Litman & Spielberger (2003) s’appuient sur les travaux de Berlyne (1960) sur la curiosité en y ajoutant une vision différentielle. Ils la définissent comme un désir d’acquérir de nouvelles connaissances et de nouvelles expériences, désir qui va motiver le comportement exploratoire. Par ailleurs, pour Litman & Spielberger (2003), la curiosité, en plus d’être un état, est aussi un trait dans le sens où une émotion particulière (ici la curiosité) peut être expérimentée de façon récurrente et donc reflète une disposition relativement stable.

Dans une première étude, Litman & Spielberger (2003) vont s’intéresser particulièrement à la curiosité épistémique et à la curiosité perceptive (Berlyne, 1960), non pas en termes d’état, mais de trait comme défini précédemment. Plus précisément, ils vont mesurer la curiosité en tant que trait de personnalité tout en cherchant à estimer l’intensité de cet état émotionnel qui motive les deux formes de curiosité. L’échelle qu’ils proposent permet, effectivement, de distinguer chez les individus des facteurs stables renvoyant à la curiosité épistémique et à la curiosité perceptive. La curiosité épistémique est, elle-même, constituée de deux sous-facteurs, présents également dans la conception de Berlyne (1960), qui sont à rapprocher de l’exploration divertissante et spécifique. Pour Litman & Spielberger (2003), l’exploration divertissante est motivée par la sensation d’ennui et le désir de varier les stimulations. L’exploration spécifique serait, quant à elle, dédiée à une recherche détaillée de ce qui est nouveau afin d’acquérir de nouvelles informations.

Les recherches de Litman sur la curiosité ne vont pas en rester là puisqu’il continue d’approfondir cette conception différentielle de la curiosité (au travers d’études supplémentaires). En association avec Jimerson (Litman & Jimerson, 2004), il va s’intéresser au plus prés à la composante émotionnelle de la curiosité. Les auteurs remarquent que la conception de Berlyne, qui parle de drive, implique que la curiosité soit une sensation désagréable comme peut l’être la faim ou la soif. Cette conception de la curiosité comme quelque-chose de désagréable se trouve être à l’opposé des conceptions contemporaines qui estiment, au contraire, d’après Litman & Jimerson (2004), que la curiosité est une sensation agréable. Dans cette double perspective, Loewenstein (1994) propose deux formes de sensations, une positive et une négative, qui peuvent être associées à la curiosité. Lorsque la curiosité est une anticipation plaisante d’acquisition de connaissances, alors il s’agit d’une sensation positive (curiosité inductive).

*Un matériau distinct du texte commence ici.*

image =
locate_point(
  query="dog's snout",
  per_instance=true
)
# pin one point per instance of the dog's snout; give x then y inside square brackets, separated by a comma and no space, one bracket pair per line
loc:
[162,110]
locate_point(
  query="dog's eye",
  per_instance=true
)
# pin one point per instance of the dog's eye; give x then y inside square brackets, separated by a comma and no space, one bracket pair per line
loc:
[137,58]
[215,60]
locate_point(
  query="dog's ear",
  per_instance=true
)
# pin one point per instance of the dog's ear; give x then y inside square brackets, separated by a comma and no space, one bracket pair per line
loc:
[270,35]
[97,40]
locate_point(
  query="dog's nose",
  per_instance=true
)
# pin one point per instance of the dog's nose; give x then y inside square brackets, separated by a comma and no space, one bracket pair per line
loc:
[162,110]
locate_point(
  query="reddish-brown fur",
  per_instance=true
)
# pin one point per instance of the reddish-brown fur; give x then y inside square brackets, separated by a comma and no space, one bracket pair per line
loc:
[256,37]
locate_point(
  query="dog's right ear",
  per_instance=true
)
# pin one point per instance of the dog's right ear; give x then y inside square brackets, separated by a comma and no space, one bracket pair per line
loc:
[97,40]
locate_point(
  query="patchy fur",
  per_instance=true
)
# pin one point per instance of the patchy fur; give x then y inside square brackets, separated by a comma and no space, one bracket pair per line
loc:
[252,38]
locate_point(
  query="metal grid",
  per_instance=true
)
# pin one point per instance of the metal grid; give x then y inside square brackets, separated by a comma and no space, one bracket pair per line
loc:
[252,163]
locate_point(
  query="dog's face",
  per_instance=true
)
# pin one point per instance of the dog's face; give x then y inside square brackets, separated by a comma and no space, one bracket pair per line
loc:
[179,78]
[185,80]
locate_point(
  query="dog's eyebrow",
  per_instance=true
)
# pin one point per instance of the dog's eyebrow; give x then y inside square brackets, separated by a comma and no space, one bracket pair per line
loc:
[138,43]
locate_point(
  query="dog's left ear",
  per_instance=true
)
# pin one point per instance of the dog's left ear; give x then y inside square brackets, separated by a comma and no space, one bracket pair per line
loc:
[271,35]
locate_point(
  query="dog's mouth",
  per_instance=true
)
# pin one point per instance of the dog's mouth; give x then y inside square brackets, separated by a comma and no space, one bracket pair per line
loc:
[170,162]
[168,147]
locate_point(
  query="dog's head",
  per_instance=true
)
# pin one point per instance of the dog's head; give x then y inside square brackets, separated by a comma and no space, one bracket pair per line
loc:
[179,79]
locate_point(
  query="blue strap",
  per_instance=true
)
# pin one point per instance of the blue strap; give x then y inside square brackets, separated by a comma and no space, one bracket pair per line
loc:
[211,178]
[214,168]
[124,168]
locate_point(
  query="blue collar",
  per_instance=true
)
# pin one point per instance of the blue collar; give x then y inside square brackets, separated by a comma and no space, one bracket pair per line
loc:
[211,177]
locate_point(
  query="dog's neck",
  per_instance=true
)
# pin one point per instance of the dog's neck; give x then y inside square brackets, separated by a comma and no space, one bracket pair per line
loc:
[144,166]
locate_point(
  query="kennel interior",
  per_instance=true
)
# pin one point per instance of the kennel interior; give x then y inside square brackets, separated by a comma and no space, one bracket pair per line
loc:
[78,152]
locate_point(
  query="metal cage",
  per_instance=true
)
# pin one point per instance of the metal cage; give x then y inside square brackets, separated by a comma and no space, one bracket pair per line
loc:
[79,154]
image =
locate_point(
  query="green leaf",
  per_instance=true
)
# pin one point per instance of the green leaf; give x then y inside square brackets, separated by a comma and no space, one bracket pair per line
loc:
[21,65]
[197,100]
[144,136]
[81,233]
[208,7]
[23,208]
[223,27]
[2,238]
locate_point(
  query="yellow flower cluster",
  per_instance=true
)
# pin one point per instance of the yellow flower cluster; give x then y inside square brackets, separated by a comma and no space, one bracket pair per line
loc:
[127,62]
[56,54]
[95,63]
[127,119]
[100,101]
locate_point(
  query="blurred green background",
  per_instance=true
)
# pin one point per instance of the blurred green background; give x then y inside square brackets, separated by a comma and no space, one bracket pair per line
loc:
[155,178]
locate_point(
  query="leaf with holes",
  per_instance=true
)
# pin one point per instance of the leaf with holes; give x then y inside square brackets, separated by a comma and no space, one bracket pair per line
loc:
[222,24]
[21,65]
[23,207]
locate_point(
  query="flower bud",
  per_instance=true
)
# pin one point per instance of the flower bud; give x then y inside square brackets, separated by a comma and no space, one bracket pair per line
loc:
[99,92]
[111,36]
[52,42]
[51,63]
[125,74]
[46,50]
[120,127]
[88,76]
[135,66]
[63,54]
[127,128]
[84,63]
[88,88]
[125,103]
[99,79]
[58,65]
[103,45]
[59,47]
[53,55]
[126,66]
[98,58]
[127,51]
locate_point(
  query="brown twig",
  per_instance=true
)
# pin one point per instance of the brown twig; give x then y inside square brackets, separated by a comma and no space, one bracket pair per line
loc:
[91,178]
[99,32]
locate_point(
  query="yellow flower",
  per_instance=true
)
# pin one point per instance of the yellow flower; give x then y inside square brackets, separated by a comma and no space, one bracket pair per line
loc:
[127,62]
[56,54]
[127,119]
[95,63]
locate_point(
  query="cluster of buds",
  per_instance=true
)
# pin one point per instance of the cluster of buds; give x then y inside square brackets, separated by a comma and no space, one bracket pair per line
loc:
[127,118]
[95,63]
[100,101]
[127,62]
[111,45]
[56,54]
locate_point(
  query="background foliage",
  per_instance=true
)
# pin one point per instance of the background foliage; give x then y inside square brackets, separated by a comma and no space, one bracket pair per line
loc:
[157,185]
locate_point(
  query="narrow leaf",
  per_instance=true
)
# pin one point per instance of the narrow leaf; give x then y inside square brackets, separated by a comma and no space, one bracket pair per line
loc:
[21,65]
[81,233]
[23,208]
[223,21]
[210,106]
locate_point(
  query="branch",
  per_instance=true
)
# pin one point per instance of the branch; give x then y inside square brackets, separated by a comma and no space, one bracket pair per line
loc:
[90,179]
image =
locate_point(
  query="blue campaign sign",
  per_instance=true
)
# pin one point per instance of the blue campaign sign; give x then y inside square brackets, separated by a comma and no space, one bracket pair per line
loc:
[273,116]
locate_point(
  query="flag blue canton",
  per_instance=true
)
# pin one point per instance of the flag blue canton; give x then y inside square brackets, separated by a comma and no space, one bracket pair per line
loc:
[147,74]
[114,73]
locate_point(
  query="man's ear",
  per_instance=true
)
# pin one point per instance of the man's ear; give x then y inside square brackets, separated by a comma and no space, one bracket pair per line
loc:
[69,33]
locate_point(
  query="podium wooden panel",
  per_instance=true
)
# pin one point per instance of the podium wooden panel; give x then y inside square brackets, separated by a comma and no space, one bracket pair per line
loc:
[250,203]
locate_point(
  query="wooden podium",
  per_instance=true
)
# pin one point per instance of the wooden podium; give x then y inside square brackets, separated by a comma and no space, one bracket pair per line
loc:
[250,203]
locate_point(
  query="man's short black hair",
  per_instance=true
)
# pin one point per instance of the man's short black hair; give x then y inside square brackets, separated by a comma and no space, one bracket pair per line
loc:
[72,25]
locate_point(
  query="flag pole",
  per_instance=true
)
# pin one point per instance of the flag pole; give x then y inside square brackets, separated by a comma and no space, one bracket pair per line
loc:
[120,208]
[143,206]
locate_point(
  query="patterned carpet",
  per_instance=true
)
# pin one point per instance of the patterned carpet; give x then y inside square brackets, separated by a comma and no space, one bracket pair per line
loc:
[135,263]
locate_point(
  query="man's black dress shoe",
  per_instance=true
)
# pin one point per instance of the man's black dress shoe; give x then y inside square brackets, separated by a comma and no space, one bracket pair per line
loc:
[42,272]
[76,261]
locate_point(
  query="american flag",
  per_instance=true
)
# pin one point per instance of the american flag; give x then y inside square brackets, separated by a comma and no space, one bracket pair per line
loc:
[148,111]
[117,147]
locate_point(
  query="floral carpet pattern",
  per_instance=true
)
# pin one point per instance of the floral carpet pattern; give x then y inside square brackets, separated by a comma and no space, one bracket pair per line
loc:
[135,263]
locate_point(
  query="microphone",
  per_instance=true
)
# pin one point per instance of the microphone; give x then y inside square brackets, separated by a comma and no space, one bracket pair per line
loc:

À l’inverse, lorsque l’individu estime être privé d’un accès à l’information, il s’agit plutôt d’une sensation négative : l’individu ayant l’impression d’être dépossédé de quelque chose qu’il croyait avoir (curiosité de dépossession). Les individus qui éprouvent cette sensation, négative de dépossession, sont plus motivés pour apprendre que ceux qui éprouvent une sensation positive (Loewenstein, 1994).

Partant d’une telle conception de la curiosité, Litman & Jimerson (2004) ont montré que cette double orientation de la curiosité peut être retrouvée de façon plus tangible à travers un questionnaire. Dans une autre étude, Litman (2008) montre que ces distinctions, entre ces différentes formes de curiosité, peuvent se rapprocher des buts de performance et d’apprentissage tels que les conçoivent Elliot & Harackiewicz (1996). La curiosité inductive peut conceptuellement être associée au but d’apprentissage car, dans les deux cas, l’acquisition de connaissances se fait de manière intrinsèque ; c’est-à-dire uniquement pour le plaisir. De même, la curiosité de dépossession est proche d’un but de performance car l’individu recherche des informations spécifiques sur un objet permettant une réalisation considérée comme importante. Litman (2008) montre que les échelles de curiosité sont bien associées avec celles des buts, la curiosité inductive est fortement corrélée avec le but d’apprentissage et la curiosité de dépossession avec celle du but de performance que ce soit en approche ou en évitement.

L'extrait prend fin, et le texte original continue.